Morgan Freeman Talks Shop with the SAG Foundation

November 11, 2014

Backstage.com | by Sean J. Miller

Photo Source: Roger Askew/Oxford Union

Photo Source: Roger Askew/Oxford Union

Hollywood doesn’t limit opportunities for actors of color, Morgan Freeman said Tuesday at a Screen Actors Guild Foundation event at Britain’s Oxford University.

“Hollywood is color blind, it only sees green,” he told the audience. “If it makes money the walls come tumbling down. I don’t believe in black history month. Do we also need a Jewish history month and a white history month? If you try to cover black history in a month you will fail.”

Freeman said he admired actors like Sidney Poitier, but didn’t see himself as an African-American performer. “I don’t want to be called African-American. Why not? Because I’m not African,” he said, according to a release.

Freeman also dismissed the criticism that the entertainment industry was sexist. “Streep, Blanchett, Roberts, Thurman, Kidman—no I don’t think there’s an unfair portrayal of women in Hollywood,” he said.

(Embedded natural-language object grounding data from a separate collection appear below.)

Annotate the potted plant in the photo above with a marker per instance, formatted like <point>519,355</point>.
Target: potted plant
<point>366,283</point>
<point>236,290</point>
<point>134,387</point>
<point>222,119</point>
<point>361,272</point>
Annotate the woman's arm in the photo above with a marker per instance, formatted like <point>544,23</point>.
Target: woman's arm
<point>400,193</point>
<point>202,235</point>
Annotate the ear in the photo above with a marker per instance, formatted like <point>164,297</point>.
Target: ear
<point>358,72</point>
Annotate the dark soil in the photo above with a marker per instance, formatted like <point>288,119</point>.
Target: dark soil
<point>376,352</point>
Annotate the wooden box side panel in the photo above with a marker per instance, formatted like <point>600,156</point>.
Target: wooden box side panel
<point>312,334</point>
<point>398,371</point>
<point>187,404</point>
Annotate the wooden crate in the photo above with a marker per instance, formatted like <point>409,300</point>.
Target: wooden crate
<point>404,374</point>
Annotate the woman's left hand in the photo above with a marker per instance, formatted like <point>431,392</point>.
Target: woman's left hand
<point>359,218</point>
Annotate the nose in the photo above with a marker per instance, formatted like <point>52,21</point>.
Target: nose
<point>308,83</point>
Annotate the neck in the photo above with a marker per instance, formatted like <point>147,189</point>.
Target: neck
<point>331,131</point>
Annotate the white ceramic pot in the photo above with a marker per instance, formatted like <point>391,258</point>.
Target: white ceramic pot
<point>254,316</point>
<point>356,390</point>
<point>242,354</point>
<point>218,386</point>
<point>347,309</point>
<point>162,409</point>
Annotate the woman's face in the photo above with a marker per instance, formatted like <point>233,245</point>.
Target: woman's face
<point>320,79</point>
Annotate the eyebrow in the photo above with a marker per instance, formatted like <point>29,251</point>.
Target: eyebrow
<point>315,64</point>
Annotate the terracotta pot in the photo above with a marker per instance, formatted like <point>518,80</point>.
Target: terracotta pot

The Oscar winner appeared at Oxford as part of a conversation series featuring “legendary” actors. The inaugural event, titled “Conversations with Morgan Freeman,” was held in the historic university’s debate chambers. Oxford recorded the career retrospective with Freeman and provided the video to the SAG Foundation Actors Archive and its online video gallery.

During the event, Freeman also offered this advice to actors: get to work. “Get a job, act! Being a star is way out there in the ether,” he said. “Act! Work!”

He added, tongue in cheek: “Never look for trouble.”

Acting is more a profession than an art form, according to Freeman. “You do it because you have to do it. Writers write, painters paint, actors act,” he said. “I’m not a Method actor, I just intuit and do it.”

When success does come to a performer, he warned against allowing ego to take over. “Being treated like a visiting dignitary, police escorts, that’s OK,” he said. “The trick is to remember that this is just circus—can I say bullshit? This is just circus bullshit, it’s not real. I only have an entourage when I’m working; they work when I work, that’s all.”

The SAG Foundation said Morgan’s address was just the beginning.

“The SAG Foundation is thrilled to partner with a university as prestigious as Oxford,” Cyd Wilson, executive director of the SAG Foundation, said in a statement. “This is the first of what we hope will be many collaborations to come. Together, our programs will enrich the careers of actors worldwide. Our gratitude goes to Morgan Freeman.  We couldn’t have asked for a finer actor to represent the SAG Foundation across the pond.”